Hunde besitzen nur an den Pfoten Schweißdrüsen. Eine Kühlung über die Haut wie beim Menschen ist bei den Vierbeinern nicht möglich. Um ihren Organismus trotzdem zu kühlen, hecheln Hunde.
Die Methodik der sogenannten Totraumventilation im Nasen-Rachen-Raum hält die Körpertemperatur konstant. Alle Rassen mit kurzen oder kleinen Nasen, winzigen Rachenräumen oder zu großen Gaumensegeln sind bei Hitze im Nachteil und brauchen oft Unterstützung.
Dann helfen ein kühler Fliesenboden, ein feuchtes Handtuch als kühlender Umschlag oder eine Dusche. Wer einen Garten hat, dem rät Tierärztin Yasmin Diepenbruck zu einem Hundepool. Ein Schwimmgang im See schafft auch Abkühlung.

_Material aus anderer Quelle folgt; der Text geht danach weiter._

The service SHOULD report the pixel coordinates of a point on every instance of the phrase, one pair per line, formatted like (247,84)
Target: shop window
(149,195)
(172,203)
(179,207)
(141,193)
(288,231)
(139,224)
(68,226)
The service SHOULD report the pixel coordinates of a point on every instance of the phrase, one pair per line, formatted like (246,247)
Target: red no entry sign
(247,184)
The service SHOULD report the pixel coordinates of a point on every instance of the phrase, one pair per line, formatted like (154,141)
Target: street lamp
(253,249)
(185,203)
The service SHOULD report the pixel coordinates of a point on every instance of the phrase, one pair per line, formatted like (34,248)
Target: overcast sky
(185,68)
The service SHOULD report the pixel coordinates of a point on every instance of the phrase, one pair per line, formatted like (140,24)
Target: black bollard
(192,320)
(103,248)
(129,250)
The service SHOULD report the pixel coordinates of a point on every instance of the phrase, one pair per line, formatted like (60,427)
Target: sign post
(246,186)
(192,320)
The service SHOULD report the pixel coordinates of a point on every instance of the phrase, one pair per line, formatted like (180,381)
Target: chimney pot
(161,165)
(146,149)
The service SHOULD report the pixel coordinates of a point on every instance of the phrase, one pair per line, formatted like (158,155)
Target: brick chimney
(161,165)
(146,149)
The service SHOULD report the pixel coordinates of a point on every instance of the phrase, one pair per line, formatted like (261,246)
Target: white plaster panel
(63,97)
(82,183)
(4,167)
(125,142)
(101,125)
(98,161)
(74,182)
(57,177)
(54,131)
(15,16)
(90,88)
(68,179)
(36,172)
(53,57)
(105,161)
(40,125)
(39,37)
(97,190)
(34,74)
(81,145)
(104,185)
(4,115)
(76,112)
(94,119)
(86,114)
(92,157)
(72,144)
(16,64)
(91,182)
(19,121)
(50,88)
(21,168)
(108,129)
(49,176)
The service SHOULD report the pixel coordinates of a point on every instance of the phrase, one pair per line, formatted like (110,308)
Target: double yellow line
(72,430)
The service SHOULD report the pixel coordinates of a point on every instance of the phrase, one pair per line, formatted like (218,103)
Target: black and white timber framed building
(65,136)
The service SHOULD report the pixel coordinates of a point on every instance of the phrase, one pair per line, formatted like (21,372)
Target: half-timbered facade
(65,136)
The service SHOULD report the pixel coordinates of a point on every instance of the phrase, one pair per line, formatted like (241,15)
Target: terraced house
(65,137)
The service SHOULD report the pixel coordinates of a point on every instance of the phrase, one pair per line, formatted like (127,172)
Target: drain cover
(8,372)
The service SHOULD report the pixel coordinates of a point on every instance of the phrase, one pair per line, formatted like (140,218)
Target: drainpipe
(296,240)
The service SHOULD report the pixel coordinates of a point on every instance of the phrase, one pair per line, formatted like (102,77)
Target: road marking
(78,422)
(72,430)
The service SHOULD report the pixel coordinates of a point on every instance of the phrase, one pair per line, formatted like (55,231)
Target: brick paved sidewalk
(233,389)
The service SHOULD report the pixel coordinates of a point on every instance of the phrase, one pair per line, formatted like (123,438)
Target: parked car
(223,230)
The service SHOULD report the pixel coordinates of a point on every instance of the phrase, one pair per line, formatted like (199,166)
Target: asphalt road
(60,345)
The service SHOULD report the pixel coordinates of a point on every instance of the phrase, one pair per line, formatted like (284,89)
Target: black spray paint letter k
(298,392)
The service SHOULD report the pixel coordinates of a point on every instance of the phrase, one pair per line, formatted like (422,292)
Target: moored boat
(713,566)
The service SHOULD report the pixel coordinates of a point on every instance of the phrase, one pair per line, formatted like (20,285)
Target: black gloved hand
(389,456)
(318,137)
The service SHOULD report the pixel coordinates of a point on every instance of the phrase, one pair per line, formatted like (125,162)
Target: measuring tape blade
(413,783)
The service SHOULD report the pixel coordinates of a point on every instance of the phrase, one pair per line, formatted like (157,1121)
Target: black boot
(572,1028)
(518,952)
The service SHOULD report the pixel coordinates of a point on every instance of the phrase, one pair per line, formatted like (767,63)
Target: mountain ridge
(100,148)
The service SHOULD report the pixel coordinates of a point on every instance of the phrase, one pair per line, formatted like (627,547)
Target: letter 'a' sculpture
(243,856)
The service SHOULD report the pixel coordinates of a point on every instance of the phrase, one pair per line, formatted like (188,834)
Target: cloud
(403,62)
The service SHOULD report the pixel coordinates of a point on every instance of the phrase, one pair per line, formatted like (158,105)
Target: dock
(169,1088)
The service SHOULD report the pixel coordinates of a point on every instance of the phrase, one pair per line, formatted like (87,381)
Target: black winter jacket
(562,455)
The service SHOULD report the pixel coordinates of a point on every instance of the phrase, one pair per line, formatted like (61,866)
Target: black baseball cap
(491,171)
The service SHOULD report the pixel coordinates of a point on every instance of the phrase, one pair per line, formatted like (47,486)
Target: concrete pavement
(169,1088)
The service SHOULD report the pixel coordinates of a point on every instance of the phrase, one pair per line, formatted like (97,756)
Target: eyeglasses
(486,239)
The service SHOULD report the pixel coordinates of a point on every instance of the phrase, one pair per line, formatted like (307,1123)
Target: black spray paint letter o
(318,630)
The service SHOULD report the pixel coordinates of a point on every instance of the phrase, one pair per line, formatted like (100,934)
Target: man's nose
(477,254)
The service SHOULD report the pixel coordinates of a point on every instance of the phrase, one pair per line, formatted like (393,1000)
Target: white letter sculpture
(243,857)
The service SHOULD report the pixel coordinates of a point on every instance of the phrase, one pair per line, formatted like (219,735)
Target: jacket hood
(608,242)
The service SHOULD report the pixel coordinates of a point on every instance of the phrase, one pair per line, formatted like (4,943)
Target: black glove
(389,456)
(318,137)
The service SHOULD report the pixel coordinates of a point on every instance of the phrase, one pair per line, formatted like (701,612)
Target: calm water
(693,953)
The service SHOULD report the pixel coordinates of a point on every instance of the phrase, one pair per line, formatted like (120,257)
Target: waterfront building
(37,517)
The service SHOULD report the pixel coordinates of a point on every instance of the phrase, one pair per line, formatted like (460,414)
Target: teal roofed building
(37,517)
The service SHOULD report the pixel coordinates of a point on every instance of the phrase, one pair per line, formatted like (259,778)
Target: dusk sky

"Wichtig ist, dass das Wasser sauber ist", so die Ärztin. Gerade jetzt im Sommer ist in stehenden Gewässern die Belastung mit Bakterien relativ hoch und sorgt für eine erhöhte Infektionsgefahr. "Nach der Schwimmstunde muss der Hund deshalb gründlich geduscht und shampooniert werden", erklärt die Ärztin.
"Haltet die Mittagsrunde klein", so die Ärztin weiter. Hunde haben empfindliche Pfoten und der Asphalt heizt sich stark auf. "Geht morgens und abends raus und bleibt tagsüber wenn möglich drinnen." Ob der Asphalt oder Gehweg für den Vierbeiner zu heiß ist, lässt sich ganz einfach mit dem Handrücken prüfen. Ist der Boden für den Handrücken zu heiß, gilt das auch für die Pfoten.
Bei nordischen Hunderassen empfiehlt die Tierärztin außerdem, im Sommer vorbeugend die wärmende Unterwolle regelmäßig auszukämmen. Bei Hunden mit kurzem oder hellem Fell rät Nele Quoos aus der SWR Verbraucherredaktion, spezielle Sonnencremes für Hunde zu nutzen, um die Gefahr eines Sonnenbrands zu reduzieren. Diese Cremes sind tierhautfreundlich und verursachen keine Magenprobleme, wenn sie mal abgeschleckt werden.
Auch fürs Füttern hat Quoos ein paar Tipps: Am besten immer nur morgens oder abends füttern, wenn es kühler ist. Feuchtfutter enthält viel Flüssigkeit, sollte aber bei der Hitze nicht offen herumstehen, weil es dann schlecht wird.
Als Beschäftigung mit Abkühlung eignen sich Kühlspielzeuge für Hunde, beispielsweise Beißringe und Knochen, die man einfrieren kann.
Haustiere wie Hunde dürfen bei Hitze nicht im Auto bleiben
"Bei großer Hitze hat ein Hund nichts im Auto zu suchen, auch keine fünf Minuten", so die Ärztin. Falls ihr doch unterwegs seid, lasst den Hund niemals alleine im Fahrzeug zurück! Außerdem ist Vorsicht beim Einsatz der Klimaanlage oder von Ventilatoren geboten. Euer Tier kann sich sonst schnell erkälten.